What is Vitamin D & Why is it Essential
Vitamin D is a fat-soluble secosteroid. the major forms of vitamin-D are classified as Vitamin D3 (Cholecalciferol) and Vitamin D2 (Ergocalciferol) accountable for the absorption of calcium, magnesium, phosphate, and many other biological effects in the body. In simple terms, it is essential for your bone density, growth, development, and quality.
How Much Vitamin D Do We Need
The daily intake should be around 400-800 IU per day or 10-20 micrograms based on the U.S national academy of Medicine recommendations.
The data further suggests taking 4000 IU (International units) is safe for some individuals and at times taking higher doses is temporarily safe in order to raise blood levels in a few individuals.
What is Vitamin D Deficiency & What Causes it?
Lack of Vitamin D in the body results in Vitamin D deficiency (a.k.a. Hypovitaminosis D). It is a very common condition but many people are not aware.

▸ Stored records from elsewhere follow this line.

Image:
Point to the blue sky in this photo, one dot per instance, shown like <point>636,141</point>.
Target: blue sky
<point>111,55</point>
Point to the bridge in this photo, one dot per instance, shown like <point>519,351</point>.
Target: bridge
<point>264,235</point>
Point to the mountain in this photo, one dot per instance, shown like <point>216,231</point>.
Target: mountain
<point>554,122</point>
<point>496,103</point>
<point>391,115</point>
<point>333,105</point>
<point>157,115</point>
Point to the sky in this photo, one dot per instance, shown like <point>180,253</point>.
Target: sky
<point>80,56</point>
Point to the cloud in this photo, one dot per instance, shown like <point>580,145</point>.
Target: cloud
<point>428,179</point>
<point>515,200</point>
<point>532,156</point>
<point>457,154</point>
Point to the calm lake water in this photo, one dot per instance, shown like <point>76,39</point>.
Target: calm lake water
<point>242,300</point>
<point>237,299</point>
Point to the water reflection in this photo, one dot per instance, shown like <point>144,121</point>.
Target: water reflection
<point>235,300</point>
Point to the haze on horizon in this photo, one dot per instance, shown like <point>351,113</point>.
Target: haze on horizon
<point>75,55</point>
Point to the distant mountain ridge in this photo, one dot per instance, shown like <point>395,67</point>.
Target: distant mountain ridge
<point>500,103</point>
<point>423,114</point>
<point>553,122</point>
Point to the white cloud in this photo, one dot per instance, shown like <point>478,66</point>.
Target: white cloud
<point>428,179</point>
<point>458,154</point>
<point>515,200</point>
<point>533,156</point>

The main reasons are:
1. Inadequate intake of vitamin D through food
2. Inadequate or poor exposure to sunlight
3. Applying large quantities of sunscreen
4. Staying in a highly polluted area
5. Pregnancy and breastfeeding
6. Aged people above 65 years
7. Living at a high latitude
8. Sedentary lifestyle
9. Dark skin
The above causes may further result in rickets (seen in children), osteomalacia (softening of the bones) osteoporosis (reduced density and quality of the bone), and muscle weakness in adults eventually increasing the risk of bone fractures.
Signs and Symptoms of Vitamin D Deficiency
1. Mood swings, anxiety, or depression
2. Falling sick and frequent infections
3. Osteoporosis or bone fractures
5. Frequent lower back pain
6. Pale skin and dark circles
7. Sweating of the hands
8. Digestive problems
9. Loss of appetite
10. Muscle pain
12. Join pains
13. Hair loss
14. Dry skin
Management and Treatment
Treatment is simple and easy to fix. Below are the simple methods to beat vitamin-D deficiency:
a. Expose your Body to Sunlight: Ultraviolet B rays from the sun is the best source of it. Try to stay in the sunlight for 20-30 minutes without applying sunscreen between 11 am to 1 pm since this is the best time for essential Vitamin D.

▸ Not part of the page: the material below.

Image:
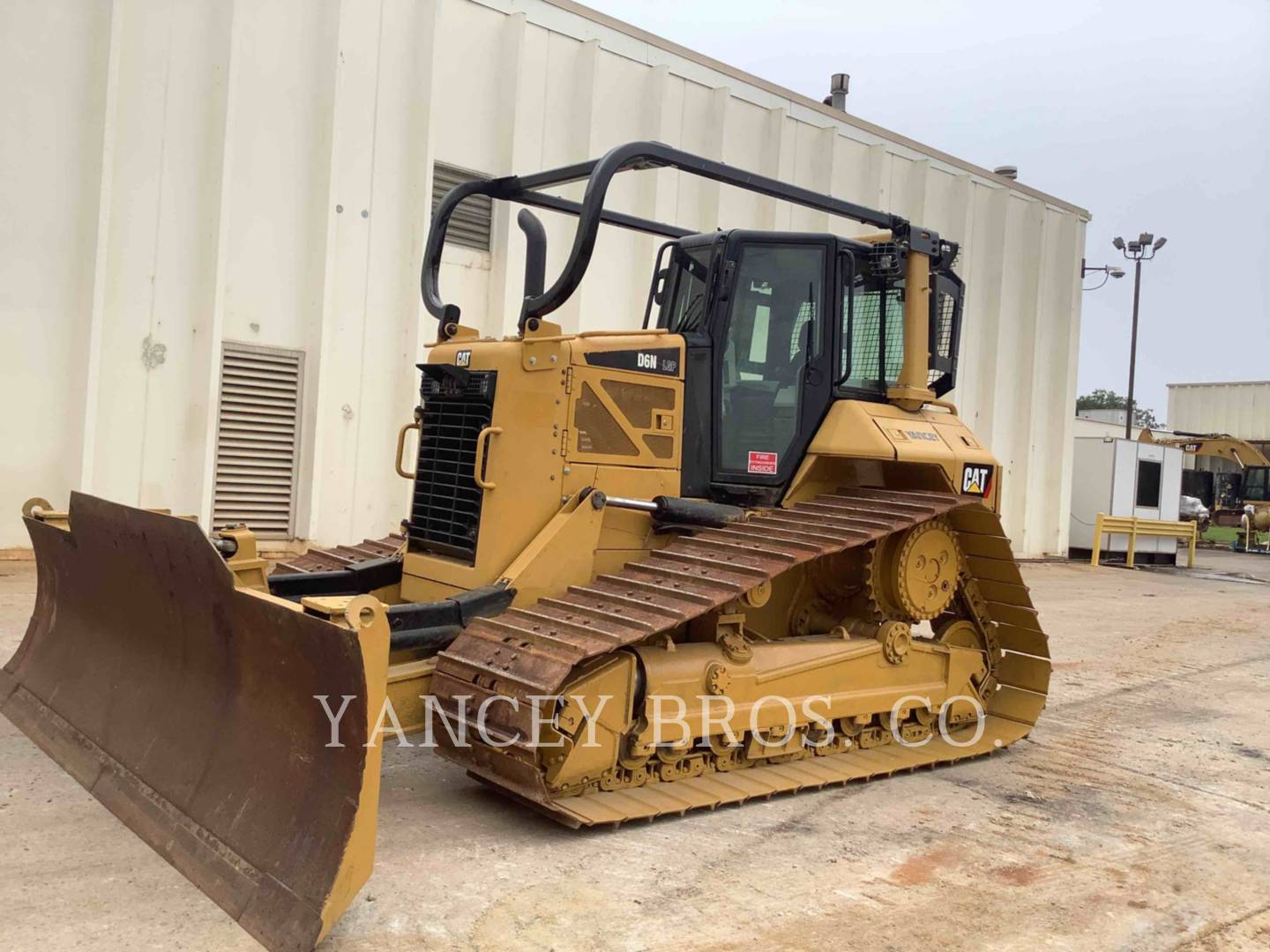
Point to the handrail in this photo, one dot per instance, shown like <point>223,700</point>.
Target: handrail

b. Eat Vitamin-D Rich Food: Natural Vitamin-D sources include liver, eggs, beef liver, cheese, fish such as mackerel, salmon, tuna, etc.

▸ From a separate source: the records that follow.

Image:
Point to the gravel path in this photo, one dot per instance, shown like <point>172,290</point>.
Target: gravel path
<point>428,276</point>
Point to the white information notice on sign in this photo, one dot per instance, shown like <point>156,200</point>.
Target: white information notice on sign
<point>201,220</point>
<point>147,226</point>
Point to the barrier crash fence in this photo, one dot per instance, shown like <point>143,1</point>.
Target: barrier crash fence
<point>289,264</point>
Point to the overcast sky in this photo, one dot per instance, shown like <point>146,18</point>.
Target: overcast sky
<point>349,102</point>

c. Take Enough Calcium: Calcium and Vitamin-d work together and help the bones to become stronger. This is why we should include calcium in our diet, the rich sources of calcium are dairy products, leafy vegetables, fish, tofu, almonds, beans, lentils, and whey protein.
d. Take Vitamin-D Supplements: Few people may not get enough Vitamin D though they try the above processes. Therefore, it is suggested to take supplements but only under the advice/observation of a physician or a health care professional.
e. Daily Exercise: Researchers have also found that regular exercises such as jogging, running, and playing basketball may increase the levels of it.